By Abigail Martin
Tuberculosis, or TB, is spread when an infected person coughs or sneezes, dispersing the germ—mycobacterium TB—into the air. The World Health Organization says there were an estimated 8.7 million new cases of TB in 2011. Nearly all TB cases are found in low and middle income countries. People infected with HIV, the AIDS virus, are especially vulnerable because of their weakened immune systems.
TB is a difficult disease to treat because some strains of the bacterium have developed a resistance to drugs. But Dr. Peter Small, of the Bill and Melinda Gates Foundation, is impressed by recent research developments.
“There were probably forty years in which there was very little, arguably no, progress because there was no effort,” he explained. “What we’ve seen in the last decade is an acceleration. And it’s really changed what was a vicious cycle of neglect and despondency into one in which we’re starting to see exciting new products. We have now, for the first time, the capacity for untrained healthcare workers to definitively diagnose TB within two hours and know if it’s drug resistant. More than two and a half million of those tests run in the world.”

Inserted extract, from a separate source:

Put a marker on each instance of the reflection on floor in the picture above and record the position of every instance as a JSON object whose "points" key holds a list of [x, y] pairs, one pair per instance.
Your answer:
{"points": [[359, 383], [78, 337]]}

Small is the Gates Foundation’s senior program officer for TB. He has researched the genetic variability of the disease and has seen the effects of TB firsthand while living in India.
He says it’s important to determine which drug combinations provide the best treatment. Small says streamlining approval of effective drug regimens allows those who are infected to receive treatment sooner. But drugs are not the ultimate solution when addressing TB.
“I think the Holy Grail remains a vaccine,” Small said. “We do need a vaccine to finish the job. The great thing is that we’ve completed a phase three trial. We’ve shown that we can get definitive answers and unfortunately that trial was ineffective. But I think that the vaccine pipeline is now something which we know we can test. The good news is, in the last fifteen years there have been massive improvements in understanding immunology.”
As the world awaits a vaccine, research continues on new drugs that could be effective against multidrug-resistant and extensively drug-resistant types of TB.
Small explained, “These are agents that attack bugs in ways that they’ve never seen before so that the so-called multi-drug resistant is essentially no different than susceptible TB. Because these are new agents, they work new ways. And there are a number of promising ones in the pipeline. Taking some of those and putting those together would mean that you have a new regimen which treats everyone, drug-susceptible or drug-resistant.”
Drug-resistant strains of TB develop through the improper use of medication. If the drugs are taken incorrectly—such as missing doses—they become ineffective because the bacterium develops resistance.
Multidrug-resistant TB is on the rise, particularly in children. But finding the children who need treatment is not easy.
“It’s actually very difficult to diagnose TB in children because we generally think of TB as pneumonia,” Small said. “And we get pneumonia samples by having people cough and spit. And you can’t get five year olds and below to cough and spit. Because we can’t diagnose it, the world has tended to assume it doesn’t exist. And because they assume it doesn’t exist, then they don’t feel the need to invest in diagnosing it. When you can diagnose TB with a blood sample, it’ll be a lot easier to diagnose TB in kids.”
Treating the millions of children and adults infected with TB may seem daunting. However, the fact that the TB mortality rate has decreased 41% since 1990 gives hope for future progress and elimination of the disease.